The informatics team’s role extends far beyond helping researchers access and analyze the datasets. The team is involved in nearly every stage of the process of preparing and distributing the datasets, from filtering out errors to predicting the impact of genetic variants to integrating genomic and phenotypic data. “Many people participate in making sure the datasets are the highest quality we can reasonably make them before they are distributed to the research community,” says Alex Lash, the foundation’s chief informatics officer.

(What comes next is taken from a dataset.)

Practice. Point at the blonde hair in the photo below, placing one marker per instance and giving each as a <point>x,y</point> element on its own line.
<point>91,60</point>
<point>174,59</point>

Over the years, this direct stewardship has allowed SFARI to ensure that the datasets uphold the highest standards of quality and privacy, while simultaneously remaining flexible enough to meet the ever-expanding needs of autism researchers.

Once a research group has performed a study using SFARI data, the informatics team works to integrate the group’s discoveries into the existing datasets, continually enriching each dataset with new information. This process means that even the SSC, which stopped enrolling new families years ago, remains “a gift that keeps giving,” says Marta Benedetti, a senior scientist at SFARI. “There’s so much that has come out and so much that can still be mined from this dataset.”

Although in all cases the identity of the individuals in the datasets is kept strictly private, SPARK participants, if they agree, may be recontacted by researchers if they wish to know about follow-up studies for which they are eligible. So far, “the response from the cohort has been fantastic,” Benedetti says.

Recently, this SPARK ‘research match’ program enabled a team led by Jacob Michaelson, an autism researcher at the University of Iowa, to contact about 5,000 families for a survey on common problems in autism, such as sleep disruptions, eating disorders and gastrointestinal problems.

“Working on our own, I’d probably be at the end of my career before I’d be able to collect this much data,” Michaelson says. The research match program is a “game-changer,” he says. “It’s the kind of infrastructure no lab could hope to have on its own.”

SFARI owes a special debt of gratitude to the families who have allowed their data to be used, says Casey White-Lehman, a supervisor and senior project manager for several SFARI cohorts. “Without them, we wouldn’t have any of these cohorts,” she says. “Some have been engaged with us for a decade, and we’re humbled and grateful that they’re willing to share their time with us.”